Officials Unveil $9.9 Million Plan to Rebuild Lake Delhi Dam By Summer 2011
By Steve Gravelle, Reporter
Water from the Maquoketa River flows through the breach in the dam at Lake Delhi on Sunday, July 25, 2010, in Delhi. (Jim Slosiarek/SourceMedia Group News)
By
Aaron Hepker
Story Created:
Sep 10, 2010 at 4:39 PM CDT
Story Updated:
Sep 10, 2010 at 11:24 PM CDT
LAKE DELHI, Iowa – For the first time, there’s a pricetag on restoring the Lake Delhi dam. But who pays?.
Jim Willey, president of the Lake Delhi Recreation Association, this morning unveiled a $9.9 million plan that would restore the lake by next summer.
“It is critical to move forward as soon as possible,” Willey told a mostly supportive crowd that packed the Maquoketa Valley High School auditorium for the meeting of the state’s Lake Delhi Recover & Rebuild Task Force.
Willey outlined a three-phase plan to restore the dam’s levee with an improved design that would include a spillway he said would prevent a repeat of its July 24 failure. The plan calls for restoring an electrical generating station that was shut down in 1970.
Willey’s plan assumes the dam, built in 1920, is still structurally sound. He said the dam has passed two preliminary inspections, but a more thorough engineering review is due within 30 days.
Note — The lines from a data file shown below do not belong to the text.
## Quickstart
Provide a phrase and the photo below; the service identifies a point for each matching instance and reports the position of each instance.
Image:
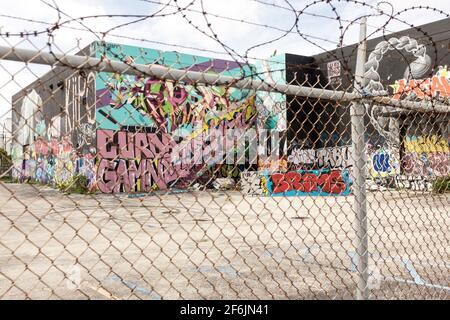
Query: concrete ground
(218, 245)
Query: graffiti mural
(135, 161)
(44, 150)
(271, 106)
(382, 162)
(426, 156)
(298, 183)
Financing remains an open question, complicated by the dam’s ownership. The dam is owned by the LDRA, a private nonprofit. But the LDRA is funded through a taxing district whose three-member board is elected by about 830 lakeside property owners.
It’s that structure that prompted the Federal Emergency Management Agency (FEMA) to “de-obligate” previously approved funding for repairing damage caused by high water in 2008. Willey’s group is appealing that decision with state support, and the outcome on that challenge will likely determine whether the dam is eligible for FEMA aid for this summer’s damage.